Nous laisserons de côté la "Vérité" comme révélation magico-religieuse et comme parole d’autorité, l’une et l’autre produisant des affirmations auxquelles on doit croire (alètheia). Abandonnant la vérité par croyance, nous retiendrons seulement la vérité au sens moderne, c'est-à-dire par démonstration. Dans ce dernier cas, la question du vrai se pose différemment selon les circonstances : elle n’est pas la même au quotidien ou pour la connaissance.

Au quotidien, une proposition concernant un fait concret peut, grâce à l’expérience ordinaire, être déclarée vraie ou fausse. Il suffit de constater le fait allégué. Une proposition psychologique est moins facilement vérifiable, mais, par un effort d’analyse réflexive, on peut se rapprocher du vrai. Dans ces deux cas, le problème de la vérité se pose par rapport à un savoir suffisant concernant ce qui est affirmé et/ou par rapport à un mensonge éventuel du locuteur.

Dans le domaine politique, la vérité consiste à dire ce que l'on sait, "dire vrai" identifié comme parrêsia, qui concerne le discours public ou le dialogue interindividuel. Ce "dire vrai" s'oppose à la tromperie idéologique ou au "dire rien" de la langue de bois.

En ce qui concerne la connaissance, la vérité a d’autres conditions. Elle demande une démonstration qui se fait sur le plan théorique et sur le plan empirique. La démonstration théorique doit être rationnelle et la constatation empirique doit suivre une méthode contrôlée. En ce sens, la vérité tend vers l’universalité, c’est-à-dire d’être partageable par tout humain possédant les capacités nécessaires.

De la nécessité de démonstration, il s’ensuit qu’on ne peut pas prétendre à des vérités éternelles absolues, mais seulement des vérités qui dépendent des possibilités contemporaines de la connaissance. La vérité démontrée est relative à la connaissance telle qu’elle existe à un moment donné.

La recherche de la vérité se construit sur l’opposition d’avec le faux et, dans son cheminement, elle est amenée à des choix binaires. Cependant, dans ses résultats, cette recherche du vrai n’aboutit pas à des affirmations univoques sur le Monde. Dans bien des cas, la vérité est nuancée.

Certaines propositions sont inaccessibles à la vérification parce que leur sens est flou, paradoxal, ou qu'elles participent d'une dimension fictive ou métaphysique. "L'actuel roi de France est chauve", exemple donné par Bertrand Russell, n’est ni vrai ni faux, car l'actuel roi de France n'existe pas, si bien que l'énoncé ne peut être validé, ni de manière démonstrative, ni empiriquement. C’est une fiction.

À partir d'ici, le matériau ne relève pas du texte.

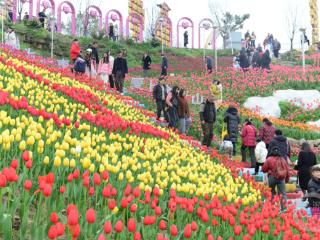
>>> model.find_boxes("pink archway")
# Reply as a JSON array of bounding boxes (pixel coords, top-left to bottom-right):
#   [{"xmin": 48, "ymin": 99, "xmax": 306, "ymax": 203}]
[
  {"xmin": 156, "ymin": 17, "xmax": 173, "ymax": 47},
  {"xmin": 57, "ymin": 1, "xmax": 76, "ymax": 35},
  {"xmin": 177, "ymin": 17, "xmax": 194, "ymax": 48},
  {"xmin": 36, "ymin": 0, "xmax": 56, "ymax": 16},
  {"xmin": 126, "ymin": 13, "xmax": 143, "ymax": 42},
  {"xmin": 198, "ymin": 18, "xmax": 215, "ymax": 48},
  {"xmin": 106, "ymin": 9, "xmax": 123, "ymax": 36},
  {"xmin": 12, "ymin": 0, "xmax": 33, "ymax": 23},
  {"xmin": 86, "ymin": 5, "xmax": 102, "ymax": 31}
]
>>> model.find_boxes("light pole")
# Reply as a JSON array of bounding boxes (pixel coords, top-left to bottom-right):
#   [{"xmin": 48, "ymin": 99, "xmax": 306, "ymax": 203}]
[
  {"xmin": 0, "ymin": 0, "xmax": 5, "ymax": 43},
  {"xmin": 159, "ymin": 18, "xmax": 164, "ymax": 54},
  {"xmin": 213, "ymin": 26, "xmax": 218, "ymax": 72},
  {"xmin": 300, "ymin": 28, "xmax": 306, "ymax": 73},
  {"xmin": 50, "ymin": 15, "xmax": 55, "ymax": 58}
]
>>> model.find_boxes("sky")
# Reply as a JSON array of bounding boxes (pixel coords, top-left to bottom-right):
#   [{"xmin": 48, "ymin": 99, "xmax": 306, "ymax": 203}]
[{"xmin": 21, "ymin": 0, "xmax": 312, "ymax": 50}]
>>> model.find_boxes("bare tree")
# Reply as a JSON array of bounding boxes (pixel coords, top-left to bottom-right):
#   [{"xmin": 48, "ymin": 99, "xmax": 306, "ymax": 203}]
[
  {"xmin": 146, "ymin": 6, "xmax": 159, "ymax": 39},
  {"xmin": 209, "ymin": 1, "xmax": 250, "ymax": 48},
  {"xmin": 286, "ymin": 5, "xmax": 299, "ymax": 51}
]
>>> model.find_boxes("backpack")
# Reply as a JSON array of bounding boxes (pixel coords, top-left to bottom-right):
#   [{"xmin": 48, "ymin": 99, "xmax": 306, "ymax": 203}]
[{"xmin": 273, "ymin": 157, "xmax": 288, "ymax": 180}]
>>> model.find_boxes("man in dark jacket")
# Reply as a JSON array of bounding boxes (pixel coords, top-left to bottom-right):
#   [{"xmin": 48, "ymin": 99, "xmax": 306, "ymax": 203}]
[
  {"xmin": 161, "ymin": 54, "xmax": 168, "ymax": 76},
  {"xmin": 224, "ymin": 106, "xmax": 240, "ymax": 156},
  {"xmin": 200, "ymin": 96, "xmax": 216, "ymax": 147},
  {"xmin": 142, "ymin": 53, "xmax": 152, "ymax": 77},
  {"xmin": 153, "ymin": 78, "xmax": 168, "ymax": 120},
  {"xmin": 91, "ymin": 42, "xmax": 99, "ymax": 70},
  {"xmin": 268, "ymin": 129, "xmax": 291, "ymax": 159},
  {"xmin": 112, "ymin": 51, "xmax": 128, "ymax": 94}
]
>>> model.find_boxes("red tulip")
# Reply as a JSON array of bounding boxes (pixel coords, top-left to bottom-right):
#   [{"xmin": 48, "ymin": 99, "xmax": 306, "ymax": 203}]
[
  {"xmin": 159, "ymin": 219, "xmax": 167, "ymax": 231},
  {"xmin": 183, "ymin": 224, "xmax": 192, "ymax": 238},
  {"xmin": 170, "ymin": 224, "xmax": 178, "ymax": 237},
  {"xmin": 24, "ymin": 180, "xmax": 32, "ymax": 191},
  {"xmin": 127, "ymin": 218, "xmax": 136, "ymax": 233},
  {"xmin": 93, "ymin": 173, "xmax": 101, "ymax": 186},
  {"xmin": 133, "ymin": 232, "xmax": 142, "ymax": 240},
  {"xmin": 103, "ymin": 221, "xmax": 112, "ymax": 234},
  {"xmin": 114, "ymin": 220, "xmax": 122, "ymax": 233},
  {"xmin": 86, "ymin": 208, "xmax": 96, "ymax": 224},
  {"xmin": 48, "ymin": 226, "xmax": 58, "ymax": 239},
  {"xmin": 50, "ymin": 212, "xmax": 59, "ymax": 223}
]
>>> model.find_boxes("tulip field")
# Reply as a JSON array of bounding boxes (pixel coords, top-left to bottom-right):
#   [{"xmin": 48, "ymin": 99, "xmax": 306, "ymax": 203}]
[{"xmin": 0, "ymin": 46, "xmax": 319, "ymax": 240}]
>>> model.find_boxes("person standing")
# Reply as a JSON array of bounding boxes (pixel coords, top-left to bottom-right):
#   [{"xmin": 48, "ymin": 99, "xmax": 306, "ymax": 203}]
[
  {"xmin": 166, "ymin": 86, "xmax": 179, "ymax": 128},
  {"xmin": 268, "ymin": 129, "xmax": 290, "ymax": 159},
  {"xmin": 294, "ymin": 142, "xmax": 317, "ymax": 199},
  {"xmin": 161, "ymin": 53, "xmax": 169, "ymax": 76},
  {"xmin": 224, "ymin": 106, "xmax": 240, "ymax": 156},
  {"xmin": 261, "ymin": 49, "xmax": 271, "ymax": 71},
  {"xmin": 70, "ymin": 39, "xmax": 81, "ymax": 63},
  {"xmin": 262, "ymin": 147, "xmax": 289, "ymax": 211},
  {"xmin": 183, "ymin": 31, "xmax": 189, "ymax": 48},
  {"xmin": 241, "ymin": 119, "xmax": 257, "ymax": 168},
  {"xmin": 91, "ymin": 42, "xmax": 100, "ymax": 70},
  {"xmin": 200, "ymin": 96, "xmax": 216, "ymax": 148},
  {"xmin": 254, "ymin": 138, "xmax": 268, "ymax": 175},
  {"xmin": 98, "ymin": 51, "xmax": 112, "ymax": 85},
  {"xmin": 178, "ymin": 89, "xmax": 191, "ymax": 134},
  {"xmin": 308, "ymin": 164, "xmax": 320, "ymax": 219},
  {"xmin": 152, "ymin": 77, "xmax": 168, "ymax": 120},
  {"xmin": 108, "ymin": 50, "xmax": 114, "ymax": 88},
  {"xmin": 205, "ymin": 56, "xmax": 213, "ymax": 74},
  {"xmin": 112, "ymin": 50, "xmax": 128, "ymax": 94},
  {"xmin": 259, "ymin": 118, "xmax": 276, "ymax": 149},
  {"xmin": 5, "ymin": 28, "xmax": 17, "ymax": 48},
  {"xmin": 142, "ymin": 53, "xmax": 152, "ymax": 77}
]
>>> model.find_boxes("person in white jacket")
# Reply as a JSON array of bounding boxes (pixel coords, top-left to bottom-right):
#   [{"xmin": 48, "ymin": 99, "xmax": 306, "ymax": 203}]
[
  {"xmin": 254, "ymin": 138, "xmax": 268, "ymax": 175},
  {"xmin": 5, "ymin": 28, "xmax": 17, "ymax": 48}
]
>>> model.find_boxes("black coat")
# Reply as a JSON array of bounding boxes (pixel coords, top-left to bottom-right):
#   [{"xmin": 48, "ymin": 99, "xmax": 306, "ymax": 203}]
[
  {"xmin": 200, "ymin": 101, "xmax": 216, "ymax": 123},
  {"xmin": 268, "ymin": 135, "xmax": 290, "ymax": 158},
  {"xmin": 112, "ymin": 58, "xmax": 128, "ymax": 77},
  {"xmin": 295, "ymin": 151, "xmax": 317, "ymax": 190},
  {"xmin": 91, "ymin": 47, "xmax": 99, "ymax": 64},
  {"xmin": 308, "ymin": 178, "xmax": 320, "ymax": 207},
  {"xmin": 142, "ymin": 55, "xmax": 152, "ymax": 70},
  {"xmin": 152, "ymin": 84, "xmax": 167, "ymax": 102},
  {"xmin": 224, "ymin": 107, "xmax": 240, "ymax": 143}
]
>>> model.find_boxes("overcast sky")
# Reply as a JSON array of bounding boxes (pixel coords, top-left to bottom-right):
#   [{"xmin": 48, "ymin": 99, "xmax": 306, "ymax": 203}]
[{"xmin": 32, "ymin": 0, "xmax": 311, "ymax": 49}]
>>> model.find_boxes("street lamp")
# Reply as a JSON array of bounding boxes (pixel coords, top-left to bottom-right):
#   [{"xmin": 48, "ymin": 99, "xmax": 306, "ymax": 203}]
[
  {"xmin": 0, "ymin": 0, "xmax": 5, "ymax": 43},
  {"xmin": 159, "ymin": 17, "xmax": 164, "ymax": 54},
  {"xmin": 300, "ymin": 28, "xmax": 306, "ymax": 73},
  {"xmin": 50, "ymin": 14, "xmax": 55, "ymax": 58}
]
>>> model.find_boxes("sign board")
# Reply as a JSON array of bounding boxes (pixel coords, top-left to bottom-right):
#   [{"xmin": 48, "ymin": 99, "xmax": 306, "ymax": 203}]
[{"xmin": 131, "ymin": 78, "xmax": 144, "ymax": 88}]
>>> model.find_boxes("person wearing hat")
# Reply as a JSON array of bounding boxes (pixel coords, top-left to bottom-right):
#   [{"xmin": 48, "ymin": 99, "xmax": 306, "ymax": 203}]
[
  {"xmin": 112, "ymin": 50, "xmax": 128, "ymax": 94},
  {"xmin": 241, "ymin": 119, "xmax": 257, "ymax": 168}
]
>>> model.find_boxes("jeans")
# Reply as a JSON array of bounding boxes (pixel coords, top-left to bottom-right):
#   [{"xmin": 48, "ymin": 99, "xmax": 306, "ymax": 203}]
[
  {"xmin": 202, "ymin": 122, "xmax": 213, "ymax": 147},
  {"xmin": 156, "ymin": 100, "xmax": 166, "ymax": 118},
  {"xmin": 268, "ymin": 175, "xmax": 287, "ymax": 210},
  {"xmin": 179, "ymin": 117, "xmax": 191, "ymax": 134},
  {"xmin": 115, "ymin": 71, "xmax": 124, "ymax": 93},
  {"xmin": 241, "ymin": 144, "xmax": 256, "ymax": 168}
]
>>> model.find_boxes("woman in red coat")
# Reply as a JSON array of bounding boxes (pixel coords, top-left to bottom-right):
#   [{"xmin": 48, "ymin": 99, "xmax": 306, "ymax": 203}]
[
  {"xmin": 241, "ymin": 119, "xmax": 257, "ymax": 168},
  {"xmin": 70, "ymin": 39, "xmax": 81, "ymax": 63}
]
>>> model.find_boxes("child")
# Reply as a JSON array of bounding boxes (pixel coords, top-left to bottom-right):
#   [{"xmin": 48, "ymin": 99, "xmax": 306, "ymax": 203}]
[
  {"xmin": 98, "ymin": 51, "xmax": 112, "ymax": 85},
  {"xmin": 254, "ymin": 138, "xmax": 268, "ymax": 175},
  {"xmin": 74, "ymin": 54, "xmax": 86, "ymax": 75},
  {"xmin": 308, "ymin": 164, "xmax": 320, "ymax": 219},
  {"xmin": 220, "ymin": 134, "xmax": 233, "ymax": 160}
]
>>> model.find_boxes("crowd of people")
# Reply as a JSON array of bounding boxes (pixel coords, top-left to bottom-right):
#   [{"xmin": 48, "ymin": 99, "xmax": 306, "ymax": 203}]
[{"xmin": 234, "ymin": 31, "xmax": 281, "ymax": 72}]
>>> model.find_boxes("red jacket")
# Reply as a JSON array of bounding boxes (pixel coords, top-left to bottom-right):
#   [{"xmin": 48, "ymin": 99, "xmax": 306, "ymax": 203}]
[
  {"xmin": 241, "ymin": 124, "xmax": 257, "ymax": 147},
  {"xmin": 259, "ymin": 124, "xmax": 276, "ymax": 144},
  {"xmin": 262, "ymin": 156, "xmax": 290, "ymax": 182},
  {"xmin": 70, "ymin": 42, "xmax": 81, "ymax": 60}
]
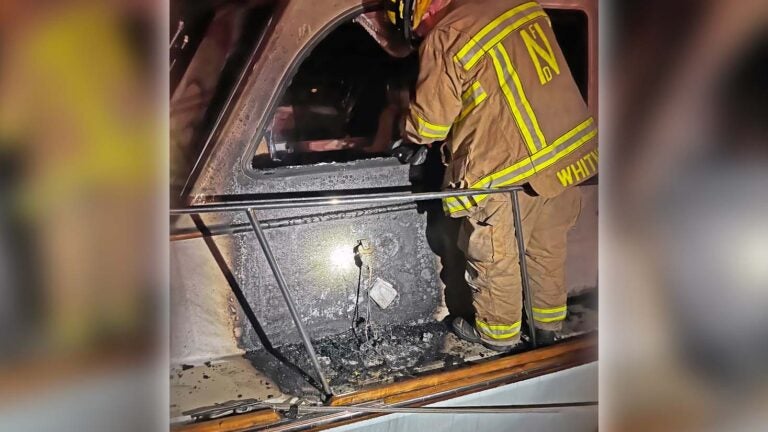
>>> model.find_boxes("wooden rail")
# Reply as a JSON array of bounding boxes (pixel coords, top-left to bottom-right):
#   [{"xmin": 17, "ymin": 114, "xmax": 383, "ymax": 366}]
[{"xmin": 173, "ymin": 335, "xmax": 597, "ymax": 432}]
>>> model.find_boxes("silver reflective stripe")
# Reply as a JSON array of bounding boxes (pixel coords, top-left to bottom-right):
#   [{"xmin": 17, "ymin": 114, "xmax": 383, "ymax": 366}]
[{"xmin": 455, "ymin": 2, "xmax": 546, "ymax": 70}]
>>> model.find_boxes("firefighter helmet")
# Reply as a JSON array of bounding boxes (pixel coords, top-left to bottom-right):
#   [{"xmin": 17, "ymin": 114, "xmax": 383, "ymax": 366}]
[{"xmin": 386, "ymin": 0, "xmax": 432, "ymax": 41}]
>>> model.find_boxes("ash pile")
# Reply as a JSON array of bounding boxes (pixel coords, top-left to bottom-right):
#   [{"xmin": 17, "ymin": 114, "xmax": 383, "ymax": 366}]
[{"xmin": 246, "ymin": 322, "xmax": 462, "ymax": 396}]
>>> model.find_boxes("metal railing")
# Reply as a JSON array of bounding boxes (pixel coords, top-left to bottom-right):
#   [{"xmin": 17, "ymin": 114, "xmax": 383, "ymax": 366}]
[{"xmin": 170, "ymin": 186, "xmax": 536, "ymax": 396}]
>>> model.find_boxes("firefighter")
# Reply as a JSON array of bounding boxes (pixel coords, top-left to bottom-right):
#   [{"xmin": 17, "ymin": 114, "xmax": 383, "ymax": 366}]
[{"xmin": 387, "ymin": 0, "xmax": 598, "ymax": 351}]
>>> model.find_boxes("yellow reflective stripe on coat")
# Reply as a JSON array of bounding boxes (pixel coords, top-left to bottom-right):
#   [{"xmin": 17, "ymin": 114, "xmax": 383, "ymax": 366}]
[
  {"xmin": 454, "ymin": 2, "xmax": 547, "ymax": 70},
  {"xmin": 456, "ymin": 81, "xmax": 488, "ymax": 123},
  {"xmin": 443, "ymin": 157, "xmax": 536, "ymax": 213},
  {"xmin": 416, "ymin": 114, "xmax": 451, "ymax": 139},
  {"xmin": 475, "ymin": 319, "xmax": 520, "ymax": 339},
  {"xmin": 443, "ymin": 117, "xmax": 597, "ymax": 214},
  {"xmin": 531, "ymin": 117, "xmax": 597, "ymax": 171},
  {"xmin": 533, "ymin": 306, "xmax": 568, "ymax": 322},
  {"xmin": 490, "ymin": 44, "xmax": 547, "ymax": 154}
]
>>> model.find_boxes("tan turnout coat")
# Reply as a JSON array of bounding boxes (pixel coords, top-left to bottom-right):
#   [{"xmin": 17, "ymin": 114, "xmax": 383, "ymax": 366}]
[{"xmin": 405, "ymin": 0, "xmax": 598, "ymax": 216}]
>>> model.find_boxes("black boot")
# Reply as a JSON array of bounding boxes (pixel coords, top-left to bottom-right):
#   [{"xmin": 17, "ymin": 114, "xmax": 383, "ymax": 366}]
[{"xmin": 536, "ymin": 329, "xmax": 560, "ymax": 347}]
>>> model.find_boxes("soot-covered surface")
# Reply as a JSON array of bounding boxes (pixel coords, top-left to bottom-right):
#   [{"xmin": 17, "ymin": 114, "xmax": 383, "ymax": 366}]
[
  {"xmin": 247, "ymin": 322, "xmax": 496, "ymax": 395},
  {"xmin": 246, "ymin": 291, "xmax": 597, "ymax": 397}
]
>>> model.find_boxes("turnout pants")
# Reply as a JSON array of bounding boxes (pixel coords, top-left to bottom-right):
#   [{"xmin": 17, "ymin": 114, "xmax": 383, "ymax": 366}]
[{"xmin": 458, "ymin": 188, "xmax": 581, "ymax": 345}]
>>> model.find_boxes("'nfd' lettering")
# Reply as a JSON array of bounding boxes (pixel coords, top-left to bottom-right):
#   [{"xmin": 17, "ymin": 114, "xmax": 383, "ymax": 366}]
[
  {"xmin": 557, "ymin": 150, "xmax": 598, "ymax": 187},
  {"xmin": 520, "ymin": 23, "xmax": 560, "ymax": 85}
]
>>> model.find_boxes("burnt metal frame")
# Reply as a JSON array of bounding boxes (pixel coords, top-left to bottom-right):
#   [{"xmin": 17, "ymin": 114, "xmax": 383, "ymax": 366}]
[{"xmin": 170, "ymin": 186, "xmax": 537, "ymax": 396}]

La vérité est cruciale pour la science et la philosophie, car une proposition invérifiable peut être remplacée indifféremment par toute autre ; elle rentre dans la catégorie des fictions ou des opinions. Par contraste, la démonstration du vrai rend la proposition partageable par tous (universalisable).

Dans les sciences, la relativité du savoir eu égard aux possibilités de la connaissance tend à faire parler de vérisimilitude plutôt que de vérité.